But western restaurants — and consumers — love lower caviar prices, and China’s expansion is occurring amid a nearly 10 per cent rise in global caviar demand each year. This is expected to continue as the rich get richer and the middle class more aspirational.

So how will this fishy tale end? Maybe Europe will copy America next year and raise tariffs on most Chinese food imports. But it is also possible that the European Commission simply ignores the gourmet food trade, because it is relatively small in global terms.

Meanwhile, attitudes in the former Russian empire vary: Kazakh officials want to collaborate with China in their caviar aquaculture; but mainstream Russian producers seem unlikely to follow suit, given Vladimir Putin’s nationalist pride.

Either way, if you encounter caviar at a festive event, spare a thought for this symbolic complexity. Yes, those slimy eggs are associated with elite privilege and inequality. However, they also signal China’s stunning economic ascent.

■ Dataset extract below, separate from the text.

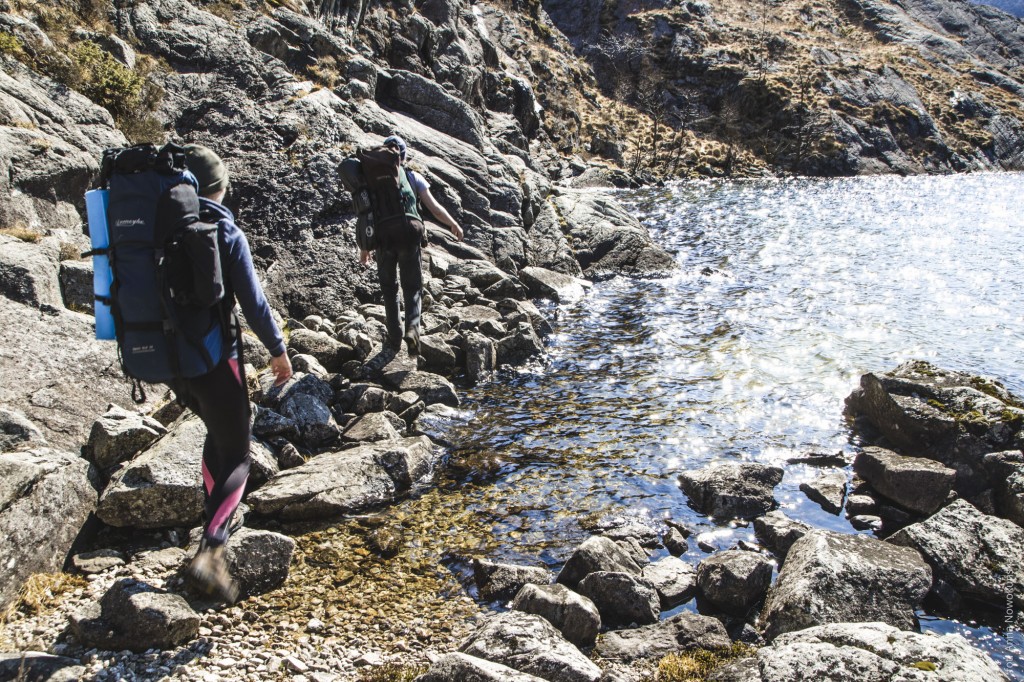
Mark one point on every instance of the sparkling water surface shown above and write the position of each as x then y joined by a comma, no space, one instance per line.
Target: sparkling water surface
786,292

More crucially, they also reveal how deceptive and fluid our ethnic symbols can be — especially when we cling tightly to them in these nationalist times. Or, to put it another way: cultures do not exist like sealed plastic storage boxes, but are more like slow-moving rivers, with muddy banks and tributaries dribbling in. Hooray. One day we may even have an “indigenous” Russian brand of green tea.